2. Outline Production Proposal
The 10 minute film will consist of four distinct image types: computer graphic animations rendered at MIT, live footage shot on location in Barcelona using IMAX camera technology, composits of computer graphic renderings and film images, and historical photographic or film images of the early history of the Sagrada Familia. Each are described as follows:
A) Computer Graphic Images (approximately 3 minutes)

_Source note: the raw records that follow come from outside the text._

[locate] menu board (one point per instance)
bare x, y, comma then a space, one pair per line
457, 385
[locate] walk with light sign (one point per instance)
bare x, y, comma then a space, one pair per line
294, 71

Antoni Gaudi spent the last 12 years of his life working exclusively on the design of the Sagrada Familia. During this period he developed an extraordinary new approach to design based on complex but precise geometries and their intersections. Unlike the organic Nativity Facade, this new period of Gaudi's work resulted in forms which can be described mathematically using the transformations of a limited number of geometric forms: the hyperbolic paraboloid, the helicoid, and the hyperboloid. Modern computer graphic systems are ideally suited, and indeed critical, for the precise and efficient description of Gaudi's new approach to design as will be revealed at the Sagrada Familia. The world has not yet seen the results of Gaudi's new thinking. MIT researchers will generate hyper-realistic animation of the Sagrada Familia which simulates the complex play of light and materials at the Sagrada Familia. The film will allow viewers to experience the extraordinary space of the sanctuary, and the completed exterior in the context of Barcelona.
Portions of the interior have not been fully resolved as yet by the architects of the Sagrada Familia. The MIT-Sagrada Familia project will provide the means to expedite the resolution of important areas of the design. The MIT Sagrada Familia Team and the architects of Sagrada Familia have developed a strategy to complete the design and computer modeling of major portions of the interior to allow computer animation to be developed of the unfinished interior.
click here Computer Graphic Images
B) Live Footage Shot on Locatioin in Barcelona (approximately 5 minutes)
Completed portions of the Sagrada Familia will be filmed in IMAX 3D. Key personnel from the US will coordinate the filming, and a local crew will be contracted for. We have made initial contacts with camera operators experienced in location IMAX 3D film making. IMAX film of the building and its context will likely include:
The Junta Constructora del Temple Expiatori de la Sagrada Familia has expressed its support for the filming of the existing church, to serve as a permanent record of the construction process of the church. They have agreed to make the entire construction site available for live IMAX filming. The Junta has recommended that the ideal time of year for filming is in May or June of 1998, when the leaves are at their greenest. They also expect that by this time, the scaffolding of the main nave space will be removed, leaving the space clear for unrestricted location filming.
C) Composited Live Footage and Computer Graphic Rnderings (approximately 1 minutes)
It is essential that the film distinguish between computer graphic simulations and live footage to insure the full impact of the presentation. This distinction will not be obvious without careful storytelling due to the convincing quality of the simulations we expect to produce. We will, therefore, develop strategies for making this distinction, thereby revealing the extraordinary work involved in this production. Emphasis will be placed on developing compelling transitions from construction site views to mated computer graphic simulations. Another strategy is to develop hyper-realistic renderings of impossible views, such a sections sliced through the building. These techniques will involve the compositing of real life live footage with computer graphic imagery. Composited sequences will make strategic transitions between live footage and completely synthetic views.
Computer Animation frames composited with images shot on location of the existing Sagrada Familia is the most time consuming and expensive portion of the film. 70mm film must be scanned and converted into digital format at a cost of up to $500 per second. Synthetic and real world imagery must then be digitally composited in a seamless and convincing manner, with precisely matching light and textures of materials. This may include compositing built and unbuilt portions of the building together, or inserting human figures into digital environments. For example, an image of the Sagrada Familia seen through the rooftop arch of Gaudi's famous Casa Mila could transition to an image of the church with completed apse and massive central towers. Live figures filmed in the open air construction site of the Sagrada Familia interior could dissolve to the same figures inside the completed space. The obviously synthetic images of the building sliced in section down the centerline could vanish in perspective with real life imagery, complete with occupants roaming the interior. The completed exterior rendered at night with dramatic lighting could be placed in the context of an active street scene. A focused search light in the dark interior space and could follow the flow of the main structural elements of the uniquely shaped walls and columns.
D) Historical Photographic or film Images (aproximately 1 minutes)
A wealth of archival material exists of the church, including still photographs, film, and plaster models from Gaudi's time. MIT researchers will investigate techniques for a compelling integration of this material into the production.